Occidente: se il 'tramonto' è un nuovo inizio

di FRANCESCO GRECO - “Capire il mondo per me significa essere all'altezza del mondo. Della vita è essenziale la durezza...”. Diciamolo: ci sono opere, e scrittori, più citati che letti. Pochi possono dire di essere arrivati all'ultima pagina del “Nome della rosa” come del monumentale “Orcynus Orca” di Stefano D'Arrigo.

E quanti possono vantarsi di essersi addentrati nei meandri più segreti dell'opera di Proust?  “Il tramonto dell'Occidente” (Lineamenti di una morfologia della storia universale, prima parte “Forma e realtà”), di Oswald Splenger (1880-1936), Nino Aragno Editore, Torino 2017, pp. 677, euro 40,00 (a cura di Giuseppe Raciti), è una di queste.
 
E' stata letta da destra come il ripristino dei valori della tradizione, e da sinistra, che ci ha visto i toni apocalittici, millenaristici del declino irreversibile.

Vero è che la traduzione di Julius Evola (1957) è stata una diminutio soffocante, per quella che in realtà è una “visione” messa giù quasi in trance, come sotto dettatura, in stato di grazia dal filosofo tedesco, essenziale nello stile pregno e nudo, denso però di allegorie trasparenti, ma ancor di più carsiche.
 
Pensato prima della Grande Guerra, il “tramonto” uscì alla sua fine, mentre già se ne incubava un'altra e sulloo sfondo appariva il socialismo incarnato in una speranza degna di maieutica.
 
Dov'è allora la forza del “tramonto”? Più che nel legittimare “la nostra inconsistenza culturale e politica”, nei suoi infiniti livelli temporali, nei giochi e i rimandi interculturali, contaminazioni della parola e del senso che scorrono separati, s'intrecciano, si riseparano, in un divertissment di grande seduzione estetica e intellettuale, che confina in un silenzio calcinato il lettore d'ogni tempo appena prende atto che “ogni moto propulsivo, ogni contesa / nel Dio sovrano è quiete” (Goethe).     
 
Spengler fa coincidere il tramonto dell'Occidente visto come centro della civiltà, con la nebulizzazione di quella che lo ha ispirato e che lo regge nei suoi archetipi fondanti: quella classica.

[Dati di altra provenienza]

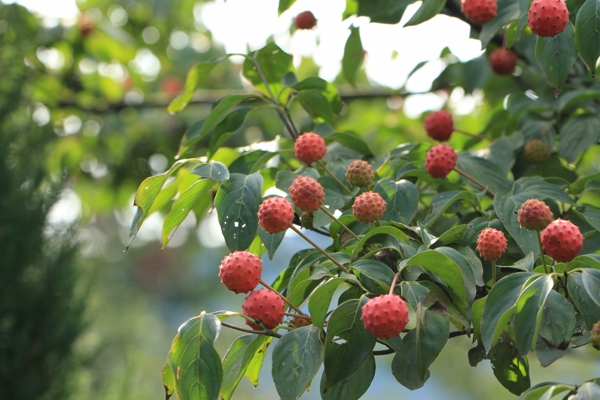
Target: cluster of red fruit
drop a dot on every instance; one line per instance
(561, 240)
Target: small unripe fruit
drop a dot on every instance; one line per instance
(503, 61)
(439, 125)
(536, 151)
(440, 160)
(534, 215)
(548, 18)
(310, 148)
(305, 20)
(385, 316)
(265, 307)
(307, 193)
(240, 271)
(562, 240)
(479, 11)
(275, 214)
(359, 173)
(369, 207)
(491, 244)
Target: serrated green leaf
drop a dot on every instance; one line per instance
(587, 33)
(556, 55)
(433, 327)
(500, 306)
(182, 207)
(237, 203)
(354, 386)
(577, 135)
(428, 10)
(353, 55)
(401, 197)
(195, 76)
(297, 357)
(194, 361)
(348, 344)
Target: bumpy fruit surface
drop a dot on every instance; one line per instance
(265, 307)
(368, 207)
(305, 20)
(240, 271)
(440, 160)
(536, 151)
(562, 240)
(310, 148)
(439, 125)
(491, 244)
(503, 61)
(359, 173)
(548, 18)
(595, 335)
(479, 11)
(534, 215)
(306, 193)
(385, 316)
(275, 214)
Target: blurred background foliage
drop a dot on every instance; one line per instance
(84, 121)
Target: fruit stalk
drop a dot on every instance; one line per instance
(316, 246)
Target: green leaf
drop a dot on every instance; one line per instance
(284, 5)
(383, 11)
(271, 241)
(297, 357)
(234, 365)
(320, 299)
(508, 10)
(428, 10)
(584, 289)
(485, 172)
(404, 363)
(348, 344)
(401, 197)
(443, 267)
(255, 354)
(376, 270)
(556, 55)
(214, 170)
(194, 78)
(182, 207)
(315, 104)
(442, 201)
(587, 33)
(433, 327)
(528, 312)
(577, 135)
(353, 55)
(168, 381)
(511, 370)
(220, 111)
(274, 64)
(237, 203)
(500, 306)
(194, 361)
(352, 387)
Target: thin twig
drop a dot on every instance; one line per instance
(266, 332)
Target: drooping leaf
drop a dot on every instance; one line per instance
(556, 55)
(347, 344)
(352, 387)
(587, 33)
(194, 361)
(237, 203)
(353, 55)
(195, 76)
(297, 357)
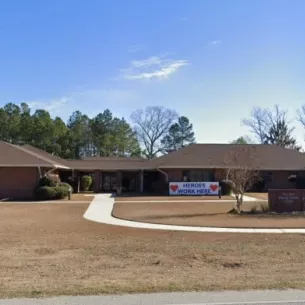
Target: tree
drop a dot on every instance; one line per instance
(43, 131)
(125, 142)
(79, 134)
(242, 140)
(241, 172)
(271, 127)
(280, 134)
(151, 125)
(258, 123)
(180, 134)
(12, 120)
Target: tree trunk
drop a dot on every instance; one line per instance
(239, 202)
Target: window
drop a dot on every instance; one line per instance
(267, 176)
(198, 175)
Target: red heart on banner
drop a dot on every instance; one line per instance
(214, 187)
(174, 187)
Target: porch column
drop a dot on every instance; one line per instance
(141, 181)
(119, 182)
(96, 182)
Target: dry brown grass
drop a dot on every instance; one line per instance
(49, 249)
(262, 196)
(208, 214)
(82, 197)
(171, 198)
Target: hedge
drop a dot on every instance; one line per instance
(85, 182)
(49, 180)
(51, 193)
(66, 185)
(226, 187)
(45, 193)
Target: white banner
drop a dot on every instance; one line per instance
(193, 188)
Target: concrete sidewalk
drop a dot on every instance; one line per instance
(268, 297)
(100, 210)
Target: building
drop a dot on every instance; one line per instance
(22, 166)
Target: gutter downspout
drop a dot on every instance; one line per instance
(50, 171)
(164, 173)
(39, 171)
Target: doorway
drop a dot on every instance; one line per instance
(109, 182)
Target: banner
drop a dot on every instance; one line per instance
(193, 188)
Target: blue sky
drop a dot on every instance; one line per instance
(211, 60)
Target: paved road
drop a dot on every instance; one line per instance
(100, 210)
(290, 297)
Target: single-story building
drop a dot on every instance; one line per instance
(22, 166)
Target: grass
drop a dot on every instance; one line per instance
(262, 196)
(171, 198)
(208, 214)
(49, 249)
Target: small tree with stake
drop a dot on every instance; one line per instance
(241, 173)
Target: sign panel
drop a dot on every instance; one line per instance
(286, 200)
(193, 188)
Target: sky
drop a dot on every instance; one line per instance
(210, 60)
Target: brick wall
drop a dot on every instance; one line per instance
(18, 182)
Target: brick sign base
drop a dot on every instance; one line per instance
(286, 201)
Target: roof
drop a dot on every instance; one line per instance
(263, 157)
(43, 154)
(19, 156)
(109, 163)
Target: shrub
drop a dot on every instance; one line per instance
(226, 187)
(49, 180)
(66, 185)
(45, 193)
(300, 183)
(86, 182)
(61, 192)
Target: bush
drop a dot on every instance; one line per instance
(226, 187)
(45, 193)
(66, 185)
(300, 183)
(49, 180)
(86, 182)
(61, 192)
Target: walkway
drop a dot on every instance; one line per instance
(100, 210)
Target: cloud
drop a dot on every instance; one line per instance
(89, 101)
(52, 105)
(154, 67)
(213, 43)
(136, 48)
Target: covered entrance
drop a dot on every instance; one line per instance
(130, 181)
(109, 181)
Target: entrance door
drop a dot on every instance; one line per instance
(109, 182)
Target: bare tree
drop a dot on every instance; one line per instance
(258, 123)
(271, 127)
(301, 115)
(151, 125)
(241, 172)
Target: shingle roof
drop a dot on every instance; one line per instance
(18, 156)
(54, 159)
(264, 157)
(109, 163)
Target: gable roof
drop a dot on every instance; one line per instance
(263, 157)
(109, 163)
(19, 156)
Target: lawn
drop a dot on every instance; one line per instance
(171, 198)
(49, 249)
(208, 214)
(262, 196)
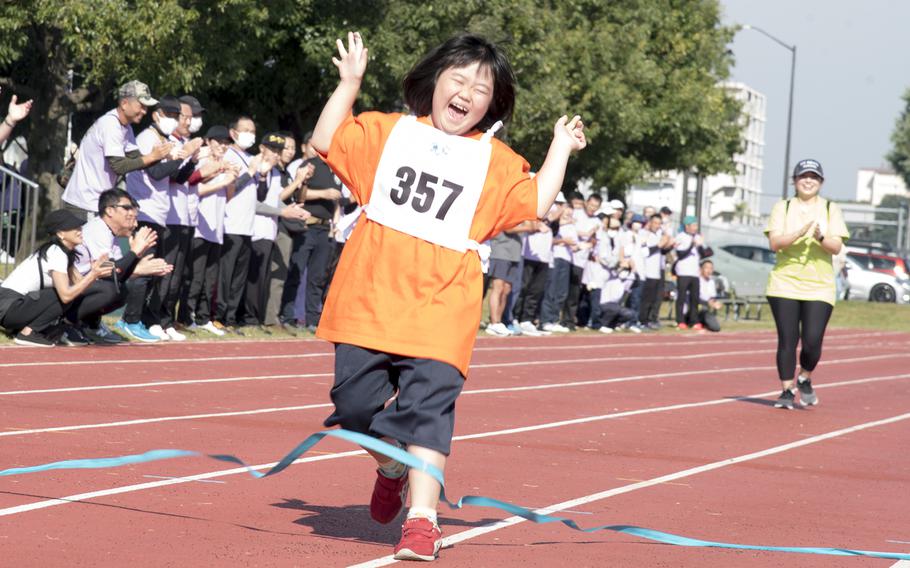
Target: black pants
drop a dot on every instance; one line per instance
(40, 311)
(201, 294)
(144, 300)
(101, 297)
(570, 308)
(235, 263)
(650, 303)
(177, 239)
(795, 320)
(534, 282)
(311, 258)
(687, 294)
(257, 282)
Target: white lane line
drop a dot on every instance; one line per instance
(137, 421)
(623, 344)
(511, 521)
(475, 366)
(221, 473)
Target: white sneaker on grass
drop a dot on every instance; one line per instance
(211, 328)
(174, 335)
(159, 332)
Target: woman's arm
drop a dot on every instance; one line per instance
(351, 63)
(568, 136)
(68, 292)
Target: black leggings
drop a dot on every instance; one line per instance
(795, 320)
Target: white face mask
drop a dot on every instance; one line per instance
(245, 139)
(167, 125)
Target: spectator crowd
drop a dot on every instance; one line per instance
(212, 232)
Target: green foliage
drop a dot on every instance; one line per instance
(643, 74)
(900, 153)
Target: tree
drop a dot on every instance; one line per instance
(899, 157)
(644, 74)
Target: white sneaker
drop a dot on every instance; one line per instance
(528, 328)
(159, 332)
(210, 327)
(174, 334)
(498, 329)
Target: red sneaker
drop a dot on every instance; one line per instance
(388, 497)
(420, 540)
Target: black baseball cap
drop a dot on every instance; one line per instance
(194, 103)
(170, 104)
(274, 141)
(807, 166)
(61, 220)
(218, 132)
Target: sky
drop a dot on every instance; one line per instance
(852, 67)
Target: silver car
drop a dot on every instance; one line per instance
(865, 284)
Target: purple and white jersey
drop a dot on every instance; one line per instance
(265, 227)
(92, 175)
(241, 209)
(151, 194)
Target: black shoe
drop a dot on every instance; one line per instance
(785, 400)
(72, 337)
(806, 394)
(34, 339)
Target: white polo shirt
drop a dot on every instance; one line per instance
(97, 239)
(240, 211)
(92, 175)
(153, 195)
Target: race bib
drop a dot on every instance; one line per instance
(428, 183)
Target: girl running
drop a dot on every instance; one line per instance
(404, 306)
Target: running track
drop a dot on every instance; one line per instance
(670, 432)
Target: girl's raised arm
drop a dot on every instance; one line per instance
(351, 63)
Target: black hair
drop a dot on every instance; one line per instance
(71, 255)
(236, 122)
(112, 197)
(460, 51)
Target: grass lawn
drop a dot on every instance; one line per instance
(856, 315)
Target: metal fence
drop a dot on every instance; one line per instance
(18, 218)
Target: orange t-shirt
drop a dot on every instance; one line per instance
(399, 294)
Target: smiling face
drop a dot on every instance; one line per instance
(462, 98)
(808, 185)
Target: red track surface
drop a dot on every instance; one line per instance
(542, 422)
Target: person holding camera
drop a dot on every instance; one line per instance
(35, 297)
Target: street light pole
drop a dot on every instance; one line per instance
(792, 49)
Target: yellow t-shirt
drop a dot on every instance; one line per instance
(804, 269)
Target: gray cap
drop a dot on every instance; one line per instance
(137, 90)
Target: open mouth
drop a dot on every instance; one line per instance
(456, 111)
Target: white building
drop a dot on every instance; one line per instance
(726, 199)
(873, 184)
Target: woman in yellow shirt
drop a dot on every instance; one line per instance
(805, 231)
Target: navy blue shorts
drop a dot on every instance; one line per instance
(422, 414)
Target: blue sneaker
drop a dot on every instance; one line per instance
(137, 331)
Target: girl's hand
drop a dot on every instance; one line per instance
(570, 133)
(351, 62)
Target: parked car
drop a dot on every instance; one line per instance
(745, 268)
(887, 263)
(874, 285)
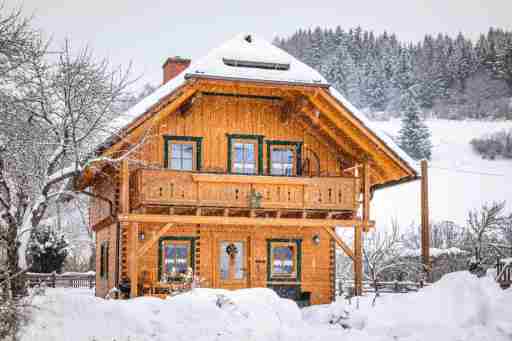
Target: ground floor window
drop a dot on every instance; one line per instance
(176, 256)
(284, 260)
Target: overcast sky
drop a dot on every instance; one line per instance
(146, 32)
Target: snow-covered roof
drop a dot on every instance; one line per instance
(213, 66)
(258, 60)
(250, 48)
(435, 252)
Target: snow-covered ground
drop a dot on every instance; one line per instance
(458, 307)
(460, 180)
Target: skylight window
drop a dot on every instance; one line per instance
(256, 65)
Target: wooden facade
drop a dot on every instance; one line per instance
(267, 170)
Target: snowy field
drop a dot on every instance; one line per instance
(460, 180)
(458, 307)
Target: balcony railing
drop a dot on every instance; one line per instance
(165, 187)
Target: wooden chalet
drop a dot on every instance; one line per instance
(240, 167)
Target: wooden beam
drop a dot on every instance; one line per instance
(260, 179)
(103, 223)
(425, 223)
(134, 271)
(340, 242)
(356, 131)
(342, 143)
(238, 221)
(366, 192)
(125, 187)
(358, 260)
(145, 248)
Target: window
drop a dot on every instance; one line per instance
(176, 255)
(284, 158)
(244, 157)
(281, 161)
(104, 260)
(284, 259)
(245, 154)
(183, 152)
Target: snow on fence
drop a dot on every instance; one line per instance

Intravede la ciclicità degli accadimenti e dei personaggi della storia.
 
Meglio sarebbe però leggere il “tramonto” con lo sguardo nuovo, ripulito da ogni sedimentazione e speculazione, come se fosse stato appena scritto. Se ne ammirebebbe quel suo afflato immortale che Spengler – che riconosce in Goethe per il “metodo” e in Nietsche per “l'impostazione delle questioni” i suoi credits - vi ha infuso, oltre che echi, illuminazioni, urla di estrema attualità.